Charles Darwin e a coragem da negativa do lugar-comum
24 de junho de 2018, 8h00
A Origem das Espécies, de Charles Robert Darwin (1809-1882), um dos livros mais emblemáticos e discutidos de nossa cultura, foi publicado em 1859. Suscitou intenso debate, temperado por ironias e agressividades, a exemplo do clérigo que teria perguntado a Darwin se o cientista descenderia dos símios pelo lado paterno, ou materno… Jornais publicavam caricaturas de Darwin mostrando-o como um primata. Muita maldade.
Darwin resistiu e rebateu as críticas que recebeu. Sua teoria, de alguma forma, rejeitava o criacionismo dominante. Ainda que violentamente atormentado pelo sofrimento de uma filha, Anne Elizabeth, que morreu aos 10 anos, tragédia que se atribuiu à indignação justificada de uma ira transcendente, Darwin permaneceu firme, centrado em sua inabalável convicção. Sua esposa, Emma Wedgwood, sugerem os biógrafos de Darwin, teria admitido que a morte de Anne seria o nêmese que a desafiadora concepção do cientista inglês causara. A negação do criacionismo pura e simples foi o pomo da discórdia do casal.
A parte introdutória da A Origem das Espécies é também leitura obrigatória para todos quantos nos preocupamos com questões de epistemologia. São páginas de muita sinceridade intelectual. No núcleo do livro, o problema de nossa origem, isto é, a origem das espécies, porque não passamos de mais uma espécie entre tantas espécies, no contexto do “mistério dos mistérios”, superlativo hebraico utilizado por Darwin, para quem o miolo da questão estaria na compreensão da independência (ou não) do processo criador. É um quebra-cabeças que singulariza uma dúvida permanente, e do qual depende muitas posições que tomamos em face da vida, e da morte.
Na singularidade dessa dúvida, o grande mistério que provoca quem quer que se interesse pelas explicações sobre a existência humana.
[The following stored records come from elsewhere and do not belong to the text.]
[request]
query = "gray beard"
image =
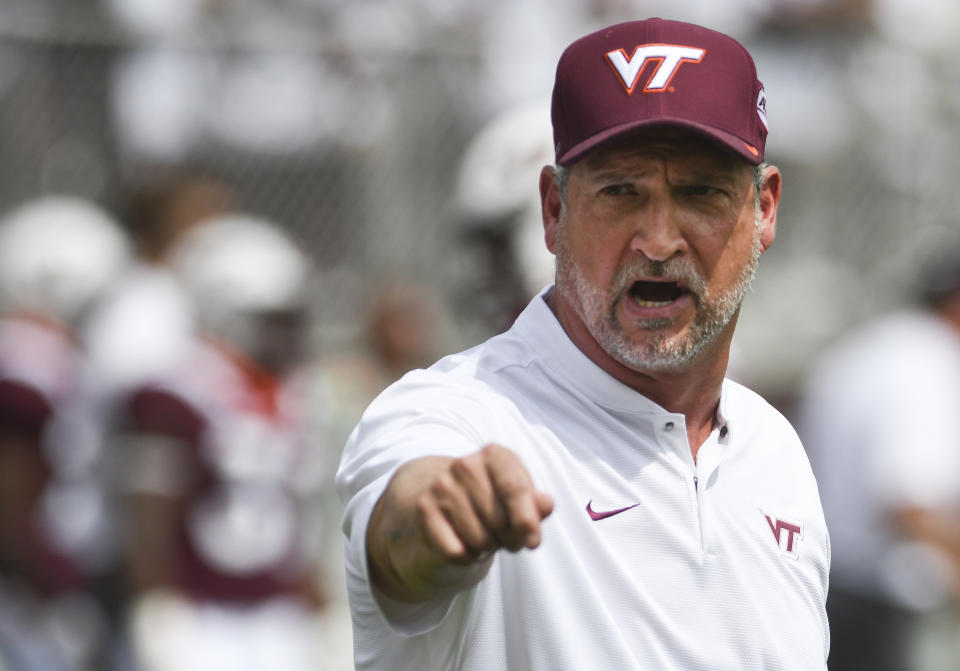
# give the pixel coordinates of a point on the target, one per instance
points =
(656, 350)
Darwin mostrava-se absolutamente seguro das conclusões que sua pesquisa indicou. Essa segurança, ainda que fortemente construída por um homem atormentado, desafia e desconcerta seus detratores.
Aceite-se ou não as ideias de Darwin, acredite-se ou não na mutabilidade das espécies, rejeite-se ou não o monismo ou o criacionismo, são circunstâncias pessoais e substancialmente subjetivas absolutamente indiferentes ao respeito que se deve à pessoa e aos propósitos e métodos de pesquisa do cientista inglês, ou de qualquer outro pesquisador. Respeitemos todas as posições.
Porém, e aqui o grande legado filosófico e moral de Darwin, a força e a coragem intelectual de quem contraria o pensamento dominante, anunciando-se um mundo intelectual menos acomodado. Isso também valeria para as ciências sociais aplicáveis, embora nesse campo haja menos evolucionistas normativos, e muito mais criacionistas jurídicos, ainda que nem do criacionismo estes últimos entendam. Hoje, tanto criacionistas quanto evolucionistas jurídicos esqueceram até as regras e só entendem de princípios, que multiplicam a mancheias.
Aplicando-se o argumento de Darwin para o direito, e para suas forças criadoras, pode-se especular que a ordem jurídica é uma ordem substancialmente política, que revela a vontade dos mais fortes, ainda que disfarçada em uma hipócrita medida de proteção aos desvalidos e abandonados.
Leitura sugerida:
Darwin, Charles R., A Origem das Espécies, São Paulo: Martin-Claret, 2004. Tradução de John Green.